ほかにも交感神経に働きかけるα遮断薬は動悸や急激な血圧低下、同じく交感神経に作用するβ遮断薬には脈を遅くしたり心臓の機能を低下させたりするリスクがある。尿から塩分を排出して血圧を下げる利尿薬には脱水や腎機能低下の恐れがあります」
そのほかにも、複数の種類の降圧剤を組み合わせて処方される場合は、「のみ合わせ」が体調の変化を引き起こすことがある。
『薬に頼らず血圧を下げる方法』の著者で薬剤師、医薬研究者の加藤雅俊さんは薬による高血圧の治療そのものに疑義を呈する。
「血圧が上がるのは人間の生存本能で、病気を防いで長生きするため脳と心臓は一生懸命に頑張って体の隅々まで血流を通じて酸素と栄養を与えようとします。
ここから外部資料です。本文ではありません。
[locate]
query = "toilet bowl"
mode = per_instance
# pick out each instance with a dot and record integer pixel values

その点を考慮することなく、ただ血圧が高いからと毎回降圧剤を処方してのませ続けるのは患者を軽視することにほかならず、病院が儲かるだけで患者の健康は回復しません。降圧剤で血圧を下げた方が脳卒中や認知症が増えるのではないかという意見を持つ医師もいるほどです」(加藤さん)
ただし、現在降圧剤をのんでいる患者の場合は自己判断で薬をやめることは絶対に避けて、主治医と相談しながら最適解を探ることが求められる。
同時に降圧剤のリスクを避けるためにも、高血圧の基準値にこだわりすぎないことが大切になる。
「高血圧は将来的に脳卒中や心疾患になるリスクがあり、数値が高い人はある程度まで下げた方がいいのは確かです。一方で、血圧は年齢を重ねるほど個人差が大きくなることも事実で、私の患者には上が140mmHgでもめまいでフラフラする人がいます。画一的に基準値だけで線引きして降圧剤をのむのではなく、個人のさまざまな背景ごとに個別化し、最適な薬を選ぶことが肝要です」(谷本さん)
個々のケースに応じた判断が医師にも患者にも求められるのだ。